Setting up filtering code
The easiest and most convenient method for installing a filter on a website is to download a ready-made filtering file. It will be generated for you automatically depending on the selected settings.
What are target and dummy sites?
Target and dummy sites can be presented as file, domain or URL.
- Target site, sometimes called the "black" site - this is your valuable resource that we need to show real visitors and hide from bots, spammers and intruders.
- Dummy site also known as "white" site - it is a resource that cybercriminals and bots see instead of the target site. This could be a fake site, an error page, a third-party resource, or a honeypot.
Website working methods
You can choose your method of work for the target and dummy sites. The service will automatically generate the optimal file for you, depending on the selected method.
Redirect by link
The visitor will be redirected to the link you specified. You need to specify the full URL in the site field to make this method working. You can change links on the fly without downloading a new file.
Redirect by link via separate page
The visitor will be redirected to the link you specified and shown a redirect page. The page displays a message about checking the user's browser. This technique allows you to fool attackers who parse the Location headers.
Redirect by link and glue domain
The visitor will be redirected to the link you specified using the 301 Moved Permanently header.

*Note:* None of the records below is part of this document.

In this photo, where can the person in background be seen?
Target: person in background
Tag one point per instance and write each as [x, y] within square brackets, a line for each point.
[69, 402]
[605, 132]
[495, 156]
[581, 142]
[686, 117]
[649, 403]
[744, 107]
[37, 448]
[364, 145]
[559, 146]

It is believed that this way search engines will show your target domain in search results, and not the filter domain. A normal redirect uses the 302 Found header.
Open the file with the name specified
The script will open a file located on the server using the include PHP method. In the site field, you must specify the name of the file, if it is located in the same folder as the script, or the full path to the file. You can change this name on the fly in campaign settings without downloading a new file.
Do not use standard filenames: target.php, dummy.php, black.php, white.php, bl.php, wh.php, w.php or b.php - to prevent an attacker from gaining access to your site with a simple search. If no file name is specified, black-index.php and white-index.php are used for the target and dummy sites, respectively.
Show the link in the iframe
The visitor will see an iframe inside which your target or dummy site will open. You need to specify the full URL in the site field to make this method working. You can change links on the fly in campaign settings without downloading a new file.
Make sure your site does not contain elements that are blocked when running inside an iframe. For example, requests for location or access to peripheral devices.
Show the contents by the link
The script will make a CURL request for the specified link and show its content to the visitor. You need to specify the full URL in the site field to make this method working. You can change links on the fly in campaign settings without downloading a new file.
The request can be sent using either the GET method or the POST method. Both content display and 301/302 redirection are supported. The request is made to the URL specified in the settings, additional GET and POST parameters are sent to this address.
Make sure that all resources used in the server response (images, scripts, styles, forms) have absolute paths with domain. The script will not parse requests to third-party paths and show the whole site - this feature requires a proxy.
Show the contents by the link with base replacement
It works like the previous option, but it automatically replaces all the paths of images, styles, scripts and forms through the base href attribute in the site header. In this case, it is not necessary to use absolute resource paths, relative paths will also work well. Sometimes
Build into WordPress
You can embed your filter directly into your WordPress site. To install, disable WordPress updates and upload the index.php file to the server instead of the same WordPress file.
Important! You cannot use WordPress on both the target and the dummy sites at the same time, you'll just have one site open. Use different working methods for the target and dummy sites.
A WordPress site is the perfect way to create a honeypot. From the point of view of an attacker, this is a completely legitimate site, which is also subject to classic hacking techniques. Do not forget to leave realistic contacts and information on the dummy site so that attackers do not try to dig deeper and be satisfied with getting to this resource.